Authors: Elise Hyatt
I thought lovingly about the table in my shed and wished I could go back there and work. Then I thought of Jason Ashton. And ambled toward the phone book on the counter.
There was only one Jason Ashton, and he lived a few blocks away, on Jefferson Street—in a warren of Victorian streets named after presidents. I wondered if the three men would notice if I left right then. But, as Cas came and put his arm around my shoulders and said, “Don’t worry, Dyce. It will be all right. I’m not going to allow them to take E,” I had to assume they would. Well, at least Cas would notice I’d left if I crept out from under his arm. He could be quite observant that way. It was the investigative training.
But in one of those bizarre coincidences that real life can get away with, Nick said, “Come on. We have something like twenty arson suspects to investigate. How you’re going to figure all of that out—plus the Ashton disappearance—with three of us in the department is beyond me.”
“Ashton?” I said, startled at hearing the name spoken outside my head.
“Woman who left her husband and disappeared,” Cas said. “Her husband reported her as a missing person, so we have to look, but there doesn’t seem to be anything
we can do. She seems to be one of the voluntarily disappeared. We still have to look.”
“Oh,” I said, but I was thinking of that table in the back and the almost-for-sure bloodstains on it.
When the two policemen finished their coffee and left me alone with Ben, I told Ben the entire story of the table and the stains.
“But,” Ben said, “isn’t it kind of normal for one wood to be disguised as another wood?”
“Yeah,” I said. “But not for oak to be disguised as pine. And not for a bad, jammed stain to be piled atop a fine oil finish.”

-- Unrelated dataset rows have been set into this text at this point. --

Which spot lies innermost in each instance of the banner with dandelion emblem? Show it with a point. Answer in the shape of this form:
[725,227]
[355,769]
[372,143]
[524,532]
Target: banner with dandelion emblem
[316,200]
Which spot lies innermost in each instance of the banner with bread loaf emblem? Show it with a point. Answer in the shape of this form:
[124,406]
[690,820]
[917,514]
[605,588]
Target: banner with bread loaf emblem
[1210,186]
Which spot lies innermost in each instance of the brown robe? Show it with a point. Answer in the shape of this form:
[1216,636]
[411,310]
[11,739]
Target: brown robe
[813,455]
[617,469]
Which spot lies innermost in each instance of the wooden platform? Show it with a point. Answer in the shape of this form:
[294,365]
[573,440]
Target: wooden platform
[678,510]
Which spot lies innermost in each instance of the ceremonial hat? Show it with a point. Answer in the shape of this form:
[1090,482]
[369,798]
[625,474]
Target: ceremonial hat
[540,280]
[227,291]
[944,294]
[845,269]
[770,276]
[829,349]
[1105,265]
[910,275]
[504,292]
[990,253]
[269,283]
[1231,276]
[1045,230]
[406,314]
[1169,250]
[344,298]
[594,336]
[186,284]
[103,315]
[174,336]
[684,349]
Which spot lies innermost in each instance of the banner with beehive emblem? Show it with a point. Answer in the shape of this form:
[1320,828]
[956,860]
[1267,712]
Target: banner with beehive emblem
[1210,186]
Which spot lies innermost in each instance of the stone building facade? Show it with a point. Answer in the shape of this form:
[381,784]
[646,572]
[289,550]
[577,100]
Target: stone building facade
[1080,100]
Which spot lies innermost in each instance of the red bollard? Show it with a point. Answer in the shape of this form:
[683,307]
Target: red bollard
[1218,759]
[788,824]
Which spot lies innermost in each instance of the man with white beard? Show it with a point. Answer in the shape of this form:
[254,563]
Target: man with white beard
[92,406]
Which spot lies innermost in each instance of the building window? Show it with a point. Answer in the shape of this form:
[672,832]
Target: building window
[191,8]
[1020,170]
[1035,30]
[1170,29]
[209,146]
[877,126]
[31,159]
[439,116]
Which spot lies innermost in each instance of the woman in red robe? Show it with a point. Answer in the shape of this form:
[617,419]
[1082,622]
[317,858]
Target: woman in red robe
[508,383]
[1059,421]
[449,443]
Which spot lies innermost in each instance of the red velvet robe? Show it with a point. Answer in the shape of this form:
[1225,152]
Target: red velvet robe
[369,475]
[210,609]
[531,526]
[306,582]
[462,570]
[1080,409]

He frowned. “But then you also say there’s never any reason for metallic finishes and people—”
“There’s never any reason now. In the sixties and seventies, I’d guess the reason was widespread cannabis use,” I said.
“Maybe this was—”
“Maybe,” I said. “But it looks more recent to me.”
“Oh.”
“At any rate, I thought I’d go out and talk to Jason Ashton and see if anything rings any bells,” I said.
“Oh, yeah,” Ben said. “Because we don’t have nearly enough trouble already.”
“Exactly. So are you coming with me?”
“Wouldn’t miss it for the world.”
Jason Ashton lived in an area of Jefferson that was
just starting to gentrify. This caused near-lethal whiplash, as one tried to figure out the character of the neighborhood.
Elaborately painted and restored Victorian houses, in the midst of immaculate lawns, sat right next to crumbling, shacklike piles surrounded by barbed wire.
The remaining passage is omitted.